A printer characterization attempts to map, in both directions, corresponding points in colorant and colorimetric spaces. Two limiting approaches are used: analytical models based on a small number of samples, and direct measurement and interpolation requiring many samples. For six-color
printers, the former approach often has insufficient accuracy whereas the latter approach requires an excessive number of samples. An intermediate approach was used to characterize a CMYKGO ink jet printer, the Cellular-Yule-Nielsen-Spectral-Neugebauer (CYNSN) model. This model included an
optimized Yule-Nielsen n value and onedimensional look-up tables between digital data and effective area coverage for each colorant. Each colorant was divided into three subspaces, or cells, requiring the selection of two intermediate values and fixed endpoints of 0% and 100% effective
area coverage. An optimization was performed that determined these intermediate values by minimizing the maximum spectral error when one-colorant CYNSN models were used to predict 256-step ramps.
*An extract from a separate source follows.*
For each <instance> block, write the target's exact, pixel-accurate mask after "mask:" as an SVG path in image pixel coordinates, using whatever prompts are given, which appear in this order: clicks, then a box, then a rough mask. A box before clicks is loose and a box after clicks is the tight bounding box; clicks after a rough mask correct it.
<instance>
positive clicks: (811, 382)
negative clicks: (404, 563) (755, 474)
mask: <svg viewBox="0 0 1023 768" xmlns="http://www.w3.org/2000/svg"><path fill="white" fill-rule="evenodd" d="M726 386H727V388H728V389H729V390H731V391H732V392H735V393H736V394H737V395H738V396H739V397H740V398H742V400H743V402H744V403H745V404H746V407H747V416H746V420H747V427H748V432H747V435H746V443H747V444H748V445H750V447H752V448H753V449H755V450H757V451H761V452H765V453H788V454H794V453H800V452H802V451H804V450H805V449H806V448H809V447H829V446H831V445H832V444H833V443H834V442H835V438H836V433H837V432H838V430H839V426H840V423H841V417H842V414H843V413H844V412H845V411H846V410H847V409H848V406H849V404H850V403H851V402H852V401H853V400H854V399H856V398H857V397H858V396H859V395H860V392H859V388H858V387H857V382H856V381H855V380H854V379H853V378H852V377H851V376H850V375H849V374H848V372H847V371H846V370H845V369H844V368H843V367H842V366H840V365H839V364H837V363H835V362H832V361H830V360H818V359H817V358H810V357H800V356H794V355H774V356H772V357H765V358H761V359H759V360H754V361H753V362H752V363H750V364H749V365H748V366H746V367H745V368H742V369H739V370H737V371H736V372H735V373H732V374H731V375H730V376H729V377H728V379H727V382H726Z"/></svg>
This technique enabled a considerable reduction of the total number of required samples from several
hundreds of thousands to 4,096, the required number of cellular Neugebauer primaries. Of these colors, only 1,024 could be printed; the remainder was non-printable due to inkblots. A third optimization synthesized the spectral properties of the non-printable cellular primaries using weighted
spectral regression, the weighting a function of colorant-space location. The CYNSN model based on these three optimizations was able to predict 600 random colors sampling the colorimetric gamut to an average spectral RMS error of less than 0.5% and ΔE00 of less than
1.0. The color gamut achievable using the synthesized spectra was 54% larger in colorant space and 15% larger in CIELAB space than that achievable when limiting the CYNSN model to printable cellular primaries.